Each reconciler's own `SetupWithManager(mgr, concurrentWorkers)` is what actually registers watches and applies the worker count; `main.go` is only responsible for instantiation and ordering. Errors at any step cause `os.Exit(1)`.

Sources: [cmd/agent-sandbox-controller/main.go:236-277](), [extensions/controllers/sandboxclaim_controller.go:1269-1273](), [extensions/controllers/sandboxtemplate_controller.go:215-218](), [extensions/controllers/sandboxwarmpool_controller.go:533-537]()

## Health probes and main loop

After reconciler wiring, `main` attaches two trivial liveness/readiness probes and starts the manager:

```go
if err := mgr.AddHealthzCheck("healthz", healthz.Ping); err != nil { ... }
if err := mgr.AddReadyzCheck("readyz", healthz.Ping); err != nil { ... }

setupLog.Info("starting manager")
if err := mgr.Start(ctx); err != nil { ... }
```

`mgr.Start(ctx)` blocks until the signal context is cancelled, at which point the manager runs internal shutdown and the deferred OTel `cleanup` fires. The probe server listens on `HealthProbeBindAddress` (`:8081` by default), distinct from the metrics server on `:8080`.

The Helm deployment matches these defaults exactly:

```yaml
ports:
- name: metrics
  containerPort: 8080
- name: healthz
  containerPort: 8081
livenessProbe:
  httpGet: { path: /healthz, port: healthz }
readinessProbe:
  httpGet: { path: /readyz,  port: healthz }
```

Renaming or moving either port in `main.go` would require a matching change in `helm/templates/deployment.yaml`, since the probes are wired to the `healthz` named port and Prometheus scrape config typically targets the `metrics` port.

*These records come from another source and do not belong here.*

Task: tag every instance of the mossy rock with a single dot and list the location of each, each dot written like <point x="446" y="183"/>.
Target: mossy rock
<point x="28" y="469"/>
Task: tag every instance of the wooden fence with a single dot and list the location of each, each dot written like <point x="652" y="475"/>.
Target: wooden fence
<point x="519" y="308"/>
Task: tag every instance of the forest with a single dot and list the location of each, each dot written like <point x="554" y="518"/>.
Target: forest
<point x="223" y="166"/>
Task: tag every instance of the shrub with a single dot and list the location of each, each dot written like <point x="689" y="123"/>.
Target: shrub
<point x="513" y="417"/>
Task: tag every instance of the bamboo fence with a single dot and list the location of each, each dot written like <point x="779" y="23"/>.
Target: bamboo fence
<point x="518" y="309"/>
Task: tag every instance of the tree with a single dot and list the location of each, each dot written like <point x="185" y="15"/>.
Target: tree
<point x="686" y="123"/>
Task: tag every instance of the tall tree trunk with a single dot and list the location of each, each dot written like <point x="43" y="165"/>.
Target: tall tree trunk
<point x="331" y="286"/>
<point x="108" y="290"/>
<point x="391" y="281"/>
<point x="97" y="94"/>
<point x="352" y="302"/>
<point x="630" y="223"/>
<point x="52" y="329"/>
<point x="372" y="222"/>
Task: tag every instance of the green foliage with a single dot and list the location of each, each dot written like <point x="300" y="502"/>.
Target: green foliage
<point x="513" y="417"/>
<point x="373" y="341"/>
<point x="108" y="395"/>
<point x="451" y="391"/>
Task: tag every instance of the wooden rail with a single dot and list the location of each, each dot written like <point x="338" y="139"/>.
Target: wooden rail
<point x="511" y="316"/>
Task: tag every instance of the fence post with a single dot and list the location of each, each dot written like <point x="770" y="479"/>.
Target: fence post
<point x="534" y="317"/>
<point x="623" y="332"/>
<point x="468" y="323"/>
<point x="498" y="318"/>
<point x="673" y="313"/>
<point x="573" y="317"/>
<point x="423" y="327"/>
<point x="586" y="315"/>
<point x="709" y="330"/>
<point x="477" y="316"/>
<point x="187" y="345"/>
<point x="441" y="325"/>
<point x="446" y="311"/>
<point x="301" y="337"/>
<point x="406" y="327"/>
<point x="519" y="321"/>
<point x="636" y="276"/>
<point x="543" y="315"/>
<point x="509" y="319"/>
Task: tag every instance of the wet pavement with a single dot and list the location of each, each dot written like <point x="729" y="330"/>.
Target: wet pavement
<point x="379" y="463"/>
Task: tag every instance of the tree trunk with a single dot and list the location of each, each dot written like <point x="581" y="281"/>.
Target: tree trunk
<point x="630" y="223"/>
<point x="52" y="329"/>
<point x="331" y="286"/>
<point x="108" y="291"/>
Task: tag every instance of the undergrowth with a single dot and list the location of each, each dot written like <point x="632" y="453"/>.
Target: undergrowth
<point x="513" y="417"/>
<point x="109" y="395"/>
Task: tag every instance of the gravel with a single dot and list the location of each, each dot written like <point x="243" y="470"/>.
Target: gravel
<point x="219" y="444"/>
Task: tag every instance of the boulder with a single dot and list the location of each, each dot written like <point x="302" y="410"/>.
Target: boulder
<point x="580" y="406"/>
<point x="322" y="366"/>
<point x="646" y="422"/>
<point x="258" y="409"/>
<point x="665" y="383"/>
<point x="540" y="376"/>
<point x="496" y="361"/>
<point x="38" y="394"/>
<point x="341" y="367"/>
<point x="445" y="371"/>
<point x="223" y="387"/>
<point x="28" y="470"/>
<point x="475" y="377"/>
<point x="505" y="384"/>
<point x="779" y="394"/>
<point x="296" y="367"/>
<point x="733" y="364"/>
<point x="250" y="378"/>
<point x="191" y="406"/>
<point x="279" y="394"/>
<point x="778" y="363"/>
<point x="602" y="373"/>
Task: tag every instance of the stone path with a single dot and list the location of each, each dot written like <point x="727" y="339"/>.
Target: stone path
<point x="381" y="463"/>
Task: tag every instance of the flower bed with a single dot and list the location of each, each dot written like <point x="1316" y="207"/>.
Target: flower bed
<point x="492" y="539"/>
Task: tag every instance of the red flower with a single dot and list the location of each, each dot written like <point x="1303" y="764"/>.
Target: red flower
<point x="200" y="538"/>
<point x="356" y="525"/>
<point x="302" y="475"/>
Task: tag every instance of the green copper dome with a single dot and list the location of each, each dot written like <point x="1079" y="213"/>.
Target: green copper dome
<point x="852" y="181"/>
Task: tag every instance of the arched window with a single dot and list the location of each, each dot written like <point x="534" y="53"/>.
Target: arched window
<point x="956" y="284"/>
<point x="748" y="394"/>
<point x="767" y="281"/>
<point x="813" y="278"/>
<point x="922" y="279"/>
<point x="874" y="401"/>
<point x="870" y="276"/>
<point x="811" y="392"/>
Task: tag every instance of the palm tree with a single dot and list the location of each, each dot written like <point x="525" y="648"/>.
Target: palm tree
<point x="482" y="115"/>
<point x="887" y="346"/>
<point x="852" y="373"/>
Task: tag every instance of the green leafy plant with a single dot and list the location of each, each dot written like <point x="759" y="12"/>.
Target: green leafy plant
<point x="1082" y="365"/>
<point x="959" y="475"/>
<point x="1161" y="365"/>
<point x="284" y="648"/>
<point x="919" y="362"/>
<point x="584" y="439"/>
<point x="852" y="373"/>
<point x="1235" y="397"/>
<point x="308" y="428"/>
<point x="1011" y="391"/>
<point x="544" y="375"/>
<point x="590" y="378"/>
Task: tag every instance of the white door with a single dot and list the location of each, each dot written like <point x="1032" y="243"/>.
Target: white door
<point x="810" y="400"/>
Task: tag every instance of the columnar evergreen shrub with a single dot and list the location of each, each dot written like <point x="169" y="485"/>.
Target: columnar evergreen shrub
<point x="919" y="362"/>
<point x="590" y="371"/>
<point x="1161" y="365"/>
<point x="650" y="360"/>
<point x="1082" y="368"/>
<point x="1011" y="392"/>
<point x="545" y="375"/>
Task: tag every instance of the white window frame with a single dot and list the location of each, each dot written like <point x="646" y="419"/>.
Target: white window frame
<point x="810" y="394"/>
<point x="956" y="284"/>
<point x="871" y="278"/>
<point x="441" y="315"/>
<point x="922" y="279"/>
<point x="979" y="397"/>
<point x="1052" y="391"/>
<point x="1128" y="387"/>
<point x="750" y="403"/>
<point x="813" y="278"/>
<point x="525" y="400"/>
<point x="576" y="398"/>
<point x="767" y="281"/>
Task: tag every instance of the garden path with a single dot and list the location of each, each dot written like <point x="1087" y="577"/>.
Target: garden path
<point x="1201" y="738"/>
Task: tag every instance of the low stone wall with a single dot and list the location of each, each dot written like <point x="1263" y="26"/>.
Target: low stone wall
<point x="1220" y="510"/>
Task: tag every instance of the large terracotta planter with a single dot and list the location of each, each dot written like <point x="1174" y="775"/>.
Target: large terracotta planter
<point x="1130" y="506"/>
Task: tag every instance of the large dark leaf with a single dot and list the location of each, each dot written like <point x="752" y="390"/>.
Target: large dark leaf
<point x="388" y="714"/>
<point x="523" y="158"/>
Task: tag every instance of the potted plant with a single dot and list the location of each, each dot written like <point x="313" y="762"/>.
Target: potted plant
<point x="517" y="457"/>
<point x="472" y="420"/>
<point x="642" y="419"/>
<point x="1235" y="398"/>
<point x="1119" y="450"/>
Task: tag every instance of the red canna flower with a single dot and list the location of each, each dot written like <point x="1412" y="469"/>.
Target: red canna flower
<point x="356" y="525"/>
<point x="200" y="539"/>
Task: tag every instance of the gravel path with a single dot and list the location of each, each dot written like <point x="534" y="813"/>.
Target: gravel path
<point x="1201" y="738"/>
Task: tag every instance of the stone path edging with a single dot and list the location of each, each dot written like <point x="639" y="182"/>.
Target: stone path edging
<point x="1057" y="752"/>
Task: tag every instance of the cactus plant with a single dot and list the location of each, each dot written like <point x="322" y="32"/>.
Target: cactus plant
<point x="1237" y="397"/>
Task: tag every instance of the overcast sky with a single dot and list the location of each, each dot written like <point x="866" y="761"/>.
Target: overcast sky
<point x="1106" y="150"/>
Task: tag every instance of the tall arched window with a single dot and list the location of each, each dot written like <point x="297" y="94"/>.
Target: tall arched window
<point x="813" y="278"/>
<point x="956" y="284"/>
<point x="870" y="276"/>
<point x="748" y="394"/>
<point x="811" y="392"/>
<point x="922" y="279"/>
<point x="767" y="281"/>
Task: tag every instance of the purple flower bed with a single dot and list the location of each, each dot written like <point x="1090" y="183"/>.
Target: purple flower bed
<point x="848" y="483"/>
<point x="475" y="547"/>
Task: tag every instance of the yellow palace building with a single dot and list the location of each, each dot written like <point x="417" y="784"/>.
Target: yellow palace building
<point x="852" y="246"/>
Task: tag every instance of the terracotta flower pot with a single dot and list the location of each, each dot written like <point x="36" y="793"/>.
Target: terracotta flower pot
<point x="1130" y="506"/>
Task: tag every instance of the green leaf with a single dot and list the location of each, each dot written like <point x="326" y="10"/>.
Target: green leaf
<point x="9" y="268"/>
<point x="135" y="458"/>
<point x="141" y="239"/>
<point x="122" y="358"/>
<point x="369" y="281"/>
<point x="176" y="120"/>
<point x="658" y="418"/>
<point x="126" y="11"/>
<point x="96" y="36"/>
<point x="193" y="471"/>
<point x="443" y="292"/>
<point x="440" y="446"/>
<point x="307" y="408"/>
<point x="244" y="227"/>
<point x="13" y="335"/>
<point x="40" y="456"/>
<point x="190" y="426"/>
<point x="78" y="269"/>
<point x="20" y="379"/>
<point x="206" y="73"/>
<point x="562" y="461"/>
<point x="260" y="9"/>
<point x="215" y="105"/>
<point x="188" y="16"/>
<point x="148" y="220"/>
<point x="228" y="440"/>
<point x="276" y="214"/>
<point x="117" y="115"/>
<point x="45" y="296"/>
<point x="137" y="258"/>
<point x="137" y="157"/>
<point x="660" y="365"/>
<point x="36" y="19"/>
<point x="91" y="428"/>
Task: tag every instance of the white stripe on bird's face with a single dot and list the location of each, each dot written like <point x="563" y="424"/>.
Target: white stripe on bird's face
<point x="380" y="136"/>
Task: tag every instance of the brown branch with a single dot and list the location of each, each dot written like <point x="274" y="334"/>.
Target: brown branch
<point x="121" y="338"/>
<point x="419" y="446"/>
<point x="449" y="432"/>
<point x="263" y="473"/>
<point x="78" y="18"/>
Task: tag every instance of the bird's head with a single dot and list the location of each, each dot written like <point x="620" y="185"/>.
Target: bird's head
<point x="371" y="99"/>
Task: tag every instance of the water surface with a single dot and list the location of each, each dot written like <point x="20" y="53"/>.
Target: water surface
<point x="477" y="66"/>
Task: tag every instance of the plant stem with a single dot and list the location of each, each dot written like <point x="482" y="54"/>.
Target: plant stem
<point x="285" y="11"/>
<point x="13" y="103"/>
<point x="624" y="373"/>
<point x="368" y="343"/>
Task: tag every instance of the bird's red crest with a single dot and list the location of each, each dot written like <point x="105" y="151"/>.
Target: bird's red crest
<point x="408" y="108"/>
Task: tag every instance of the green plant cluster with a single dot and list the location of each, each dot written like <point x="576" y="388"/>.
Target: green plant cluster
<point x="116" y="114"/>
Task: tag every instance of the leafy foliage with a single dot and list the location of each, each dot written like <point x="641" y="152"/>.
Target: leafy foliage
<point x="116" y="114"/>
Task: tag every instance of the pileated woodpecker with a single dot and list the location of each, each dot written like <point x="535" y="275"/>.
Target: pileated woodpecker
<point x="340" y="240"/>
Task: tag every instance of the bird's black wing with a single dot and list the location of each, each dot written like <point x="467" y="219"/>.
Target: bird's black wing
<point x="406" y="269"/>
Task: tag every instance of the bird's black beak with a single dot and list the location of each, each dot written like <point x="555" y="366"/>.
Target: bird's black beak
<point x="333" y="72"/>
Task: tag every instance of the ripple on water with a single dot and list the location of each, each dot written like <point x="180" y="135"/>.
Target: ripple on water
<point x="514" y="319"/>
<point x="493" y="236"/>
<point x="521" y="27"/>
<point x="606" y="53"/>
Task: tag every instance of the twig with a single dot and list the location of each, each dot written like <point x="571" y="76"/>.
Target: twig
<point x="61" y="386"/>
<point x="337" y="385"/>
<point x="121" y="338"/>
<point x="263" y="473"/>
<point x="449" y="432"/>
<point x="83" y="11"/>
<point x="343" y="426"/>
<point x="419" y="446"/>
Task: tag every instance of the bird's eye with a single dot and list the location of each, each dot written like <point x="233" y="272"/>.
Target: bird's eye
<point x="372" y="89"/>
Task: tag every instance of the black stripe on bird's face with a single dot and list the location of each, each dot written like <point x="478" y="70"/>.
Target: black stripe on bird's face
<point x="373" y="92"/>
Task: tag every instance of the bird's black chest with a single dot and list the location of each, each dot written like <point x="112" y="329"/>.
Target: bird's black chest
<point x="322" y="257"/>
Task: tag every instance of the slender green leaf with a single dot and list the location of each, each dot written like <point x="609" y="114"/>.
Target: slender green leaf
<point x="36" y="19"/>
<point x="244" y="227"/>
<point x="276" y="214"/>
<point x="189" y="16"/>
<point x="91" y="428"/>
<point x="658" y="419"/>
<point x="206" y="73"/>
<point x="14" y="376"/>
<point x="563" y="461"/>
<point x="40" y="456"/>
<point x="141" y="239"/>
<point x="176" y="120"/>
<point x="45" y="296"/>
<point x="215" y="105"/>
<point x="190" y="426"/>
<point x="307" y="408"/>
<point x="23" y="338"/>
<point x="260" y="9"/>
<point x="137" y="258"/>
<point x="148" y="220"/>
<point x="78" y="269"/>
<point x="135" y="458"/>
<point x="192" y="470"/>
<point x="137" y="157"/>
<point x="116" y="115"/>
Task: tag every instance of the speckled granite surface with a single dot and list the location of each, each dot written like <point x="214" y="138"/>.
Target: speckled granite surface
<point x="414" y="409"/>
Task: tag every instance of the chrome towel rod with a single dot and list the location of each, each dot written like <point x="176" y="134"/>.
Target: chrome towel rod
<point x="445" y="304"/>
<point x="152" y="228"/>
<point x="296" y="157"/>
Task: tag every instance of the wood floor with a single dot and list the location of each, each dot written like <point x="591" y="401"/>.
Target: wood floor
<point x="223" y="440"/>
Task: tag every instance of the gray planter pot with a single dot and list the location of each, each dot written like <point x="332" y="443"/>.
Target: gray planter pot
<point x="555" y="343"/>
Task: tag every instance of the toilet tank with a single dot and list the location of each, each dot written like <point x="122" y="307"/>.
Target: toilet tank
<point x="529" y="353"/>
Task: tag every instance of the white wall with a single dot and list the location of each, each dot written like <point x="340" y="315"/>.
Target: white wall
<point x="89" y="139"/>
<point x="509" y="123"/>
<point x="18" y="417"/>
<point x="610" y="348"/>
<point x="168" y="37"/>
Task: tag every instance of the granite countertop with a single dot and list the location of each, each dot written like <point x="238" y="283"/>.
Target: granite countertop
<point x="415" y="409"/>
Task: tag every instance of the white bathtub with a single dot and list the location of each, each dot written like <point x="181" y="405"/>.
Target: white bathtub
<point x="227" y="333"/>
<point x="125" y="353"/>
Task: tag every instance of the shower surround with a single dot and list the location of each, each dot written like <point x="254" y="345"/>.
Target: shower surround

Sources: [cmd/agent-sandbox-controller/main.go:281-294](), [helm/templates/deployment.yaml:30-48]()

## Operational summary

The entry point is intentionally small and procedural: parse flags, build a logger and signal context, optionally initialize tracing, decide which CRD groups go into the scheme, configure the metrics/pprof and probe endpoints, build the manager with a fixed leader-election ID, instantiate the reconcilers (always Sandbox, optionally the three extensions reconcilers behind `--extensions`), register the Prometheus collector and health probes, and block on `mgr.Start`. Build-time provenance comes from `internal/version` symbols injected by the Dockerfile's `-ldflags`, and the Helm chart's controller args template is the canonical mapping from the flags documented above to what a deployed pod actually runs.